Was Sie benötigen:
  • Ladegerät
  • Schraubenschlüssel
  • Handschuhe
  • Schutzbrille
  • Verlängerungskabel
  • Müssen Sie Ihre Autobatterie aufladen, benötigen Sie ein externes Ladegerät. Im Notfall können Sie auch auf die volle Batterie eines anderen Autos zurückgreifen, um Starthilfe zu bekommen. Schließen Sie das Verlängerungskabel des Ladegeräts noch nicht an die Steckdose an.

  • Schalten Sie die Zündung Ihres Autos aus und bauen Sie die leere Batterie aus. Dabei sollten Sie sich mit Handschuhen und einer Schutzbrille schützen.
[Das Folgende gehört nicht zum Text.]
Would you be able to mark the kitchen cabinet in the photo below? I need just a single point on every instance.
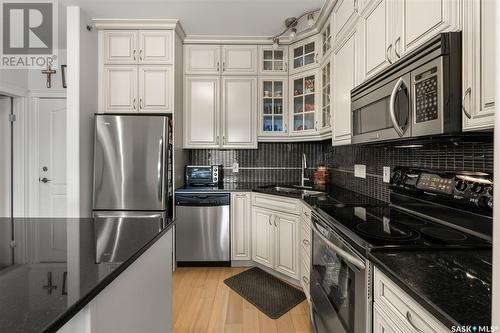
(239, 60)
(273, 106)
(479, 63)
(344, 79)
(304, 103)
(273, 61)
(375, 37)
(393, 303)
(263, 236)
(417, 21)
(304, 55)
(202, 59)
(239, 112)
(241, 223)
(202, 111)
(138, 47)
(120, 88)
(156, 88)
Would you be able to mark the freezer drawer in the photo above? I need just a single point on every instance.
(118, 235)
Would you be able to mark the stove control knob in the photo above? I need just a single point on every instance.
(460, 185)
(477, 188)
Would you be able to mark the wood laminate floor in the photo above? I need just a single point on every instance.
(203, 303)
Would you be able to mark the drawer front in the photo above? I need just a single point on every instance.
(273, 202)
(402, 307)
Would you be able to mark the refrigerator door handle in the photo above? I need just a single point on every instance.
(161, 163)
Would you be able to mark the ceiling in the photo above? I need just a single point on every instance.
(205, 17)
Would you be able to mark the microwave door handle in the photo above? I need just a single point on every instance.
(342, 253)
(394, 121)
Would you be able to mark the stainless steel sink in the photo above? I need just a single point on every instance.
(295, 190)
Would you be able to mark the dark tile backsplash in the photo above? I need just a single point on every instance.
(281, 162)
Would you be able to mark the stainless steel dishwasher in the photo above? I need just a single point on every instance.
(202, 229)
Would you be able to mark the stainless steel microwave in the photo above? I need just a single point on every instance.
(420, 95)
  • Beachten Sie dabei unbedingt die Reihenfolge bei der Entfernung der Pole der Batteriekabel: Befestigen Sie die blaue Klemme des Ladegerätes am Minuspool Ihrer Autobatterie und die rote Klemme am Pluspool. Bei falscher Reihenfolge, könnte sich im Zusammenhang mit Ihrem Schraubenschlüssel ein Stromkreis bilden, der im ungünstigsten Fall zu einem Kurzschluss führt und dabei die Batterie zerstören kann. Schließen Sie jetzt das Verlängerungskabel an den Strom an.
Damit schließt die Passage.